Benjamin Bardinet | Mardi 21 septembre 2021

Photo : Jean-Marc Blache


Intitulée Autour de la route des Alpes, l'exposition est constituée de trois sections : « la route des Alpes », « le quotidien de Napoléon » et « de la gloire à l'exil ». Pour notre part on distingue surtout deux corpus d'œuvres : d'un côté les objets, de l'autre les images. Parmi les objets, certains valent le détour pour leur valeur historique ou esthétique. On pense à cet étonnant lit pliant, à l'élégant bidet de campagne ou encore au très complet nécessaire de toilette, qui laisse imaginer que Napoléon n'était pas du genre à se négliger.

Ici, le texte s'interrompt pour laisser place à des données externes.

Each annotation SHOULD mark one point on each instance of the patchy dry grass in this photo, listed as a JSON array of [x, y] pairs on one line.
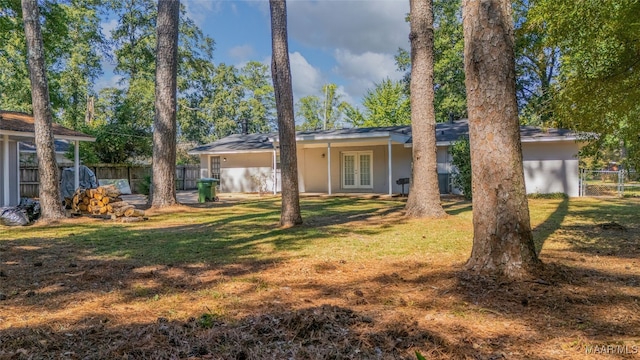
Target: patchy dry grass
[[356, 281]]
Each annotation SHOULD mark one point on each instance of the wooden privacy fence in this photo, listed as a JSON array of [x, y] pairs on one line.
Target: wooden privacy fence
[[137, 175]]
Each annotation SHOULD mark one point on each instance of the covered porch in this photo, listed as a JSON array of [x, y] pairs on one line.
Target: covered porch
[[351, 161], [18, 127]]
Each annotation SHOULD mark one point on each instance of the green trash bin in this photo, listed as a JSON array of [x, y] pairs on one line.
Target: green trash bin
[[207, 189]]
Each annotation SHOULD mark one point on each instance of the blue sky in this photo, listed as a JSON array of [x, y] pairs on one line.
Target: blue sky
[[347, 42]]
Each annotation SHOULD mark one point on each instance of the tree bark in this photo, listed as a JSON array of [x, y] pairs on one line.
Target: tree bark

D'autres objets pourront ravir les plus fétichistes des napoléophiles : une mèche de cheveux, une théière et des couverts en argent dont il a fait usage, et même l'un des fameux bicornes qu'il portait d'une manière volontairement reconnaissable. En effet, de même que Tintin a une houpette, Marylin Monroe une mouche et Mick Jagger une grosse bouche, Napoléon est indissociable de son bicorne.

Maîtrise de l'image

Napoléon avait une pleine conscience de la nécessité de maîtriser son image pour obtenir le plébiscite du peuple, dont on commençait à se soucier de l'avis (du moins, de celui des hommes). Dans les nombreuses œuvres que propose l'exposition on voit ainsi Napoléon tour à tour impérial dans sa tenue d'apparat, jupitérien chevauchant un cheval fougueux dans une reproduction de la fameuse peinture de David, proche de ses soldats lorsqu'il manie lui-même le canon sur un champ de bataille, intellectuel dans sa bibliothèque, éternel héritier des grands empereurs romains grâce au buste commandé à Canova et enfin défait et déconfit dans le portrait posthume réalisé par Delaroche… Ajoutons à cela quelques images d'Épinal dont la large diffusion contribuait à assurer sa renommée et enfin, en clôture de parcours, un masque mortuaire. Ultime trace de cet homme politique qui n'a pas connu la photographie, mais qui avait pourtant déjà compris le rôle essentiel que jouent les images dans la conquête du pouvoir.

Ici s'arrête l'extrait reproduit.